El peligro de no saber leer la historia





por Germán Carrera Damas

Leer Historia no sólo es un ejercicio provechoso para quienes lo practican; es también recomendable para quienes no lo hacen. Abundan las recomendaciones a favor de uno y otro caso. No sé si son comparablemente abundantes en sentido adverso, a uno o a ambos casos. Pero leer la historia no es una operación del conocimiento que deje de generar riesgos, e incluso de sembrar acechanzas, todos nada desdeñables. Por esto último no ha faltado algún espíritu, entre travieso y malévolo, que aconseje ignorar la Historia, se la haya leído o no, porque dicen que puede indigestar el entendimiento, y hasta ofuscar espíritus débiles o desprevenidos.

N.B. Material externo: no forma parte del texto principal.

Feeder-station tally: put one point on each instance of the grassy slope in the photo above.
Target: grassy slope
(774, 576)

Entre los riesgos y acechanzas quizás sean los más temibles los que se agazapan tras el precepto- conseja de que la Historia es maestra de la vida. Y quizás esto se deba a que quienes solicitan las enseñanzas de tal maestra ponen sus expectativas más en lo que deben o desean hacer, que en lo que deberían y quizás podrían evitar. Pero hay otros riesgos, entre los cuales ocupan lugar destacado el paralelismo y el continuismo. Crudamente dicho, el primero se manifiesta como un acceso inflacionario de la autoestima, es decir de la más peligrosa demostración del erróneo conocimiento de sí mismo. Pero, lo que es peor, el continuismo puede manifestarse como la delirante pretensión de proseguir, adelantar y hasta perfeccionar la obra del personaje considerado ejemplar. ¡Si sabremos de esto último los venezolanos, hartos como estamos de los remedos de Simón Bolívar!
Pero todo lo dicho no compensa el riesgo-acechanza mayor; tanto por su condición de ser éste un híbrido de males de suyo temibles, como por su radical efecto deletéreo. Consiste en no dedicársele un poco de reflexión a una característica de la Historia de la que he venido tratando en mis textos más recientes, y esto último ha sido así porque esa caracterización ha resultado de la circunstancia que he expresado, con sospechosa modestia, como “estoy comenzando a comprender la Historia”. He sostenido que la razón de la Historia no siempre es la razón de la Razón, y que la razón de la Razón está más cerca que la razón de la Historia del poco democrático sentido común, cuya conducta tramposa suele asomar cuando se le saca de su ámbito natural y se le compromete a revelar el sentido y alcance de la Historia.
La razón de la Historia rechaza toda suerte de violencia ejercida con el propósito de forzarla a tomar caminos, no importa hacia donde se pretenda que conduzcan. Si se trata sólo de inducirla a ese efecto, puede ser displicentemente tolerante, para consuelo de los oradores de circunstancia que tienen la fortuna de desplegar su destreza en este momento histórico en que estamos reunidos. Pero esa misma historia es implacable al hacer llover su furia sobre quienes, ensoberbecidos, desatienden su dictado; y nada le importa que lo hagan por ignorancia, imprudencia o mero desatino. Cualquiera de estas últimas circunstancias será siempre agravante, nunca atenuante, de la falta cometida. Por eso es recomendable LEER la historia, es decir hacerlo con apego y respeto de su razón; no incurriendo en el delito de lesa Historia que consiste en pretender someterla al imperio del acomodaticio sentido común.
Es cierto que las raíces del sentido común no son superficiales; como tampoco lo son las de la Historia. Pero no parece que sea descabellado pensar que las raíces del sentido común con más sensibles a lo personal inmediato que las de la Historia. Ésta se ocupa de esclarecer tal diferencia, comenzando por inducirnos a comprender que nada conduce más a la obnubilación del seso que el empacho de Poder.
Soberanamente benévola, la Historia brinda el elixir preventivo: “Puede afirmarse que la incapacidad para advertir las primeras señales de peligro y conjurar la crisis liquidadora del sistema político que presiden por parte de quienes han ejercido un largo mandato, radica fundamentalmente en la falta de perspectiva histórica [¿de razón histórica?], antes que en la carencia de valor o audacia para afrontar las dificultades. Creadores y usufructuarios del régimen que se ha estabilizado, no advierten como a lo largo del tiempo aparecen y van creciendo y fortaleciéndose nuevas fuerzas sociales y económicas que piden sitio de participación en el ejercicio del poder”… (Ramón J. Velásquez, “Proyección histórica de la obra d Rómulo Betancourt”. Betancourt en la historia de Venezuela del Siglo XX. Caracas, Ediciones Centauro, 1980, p. 42.)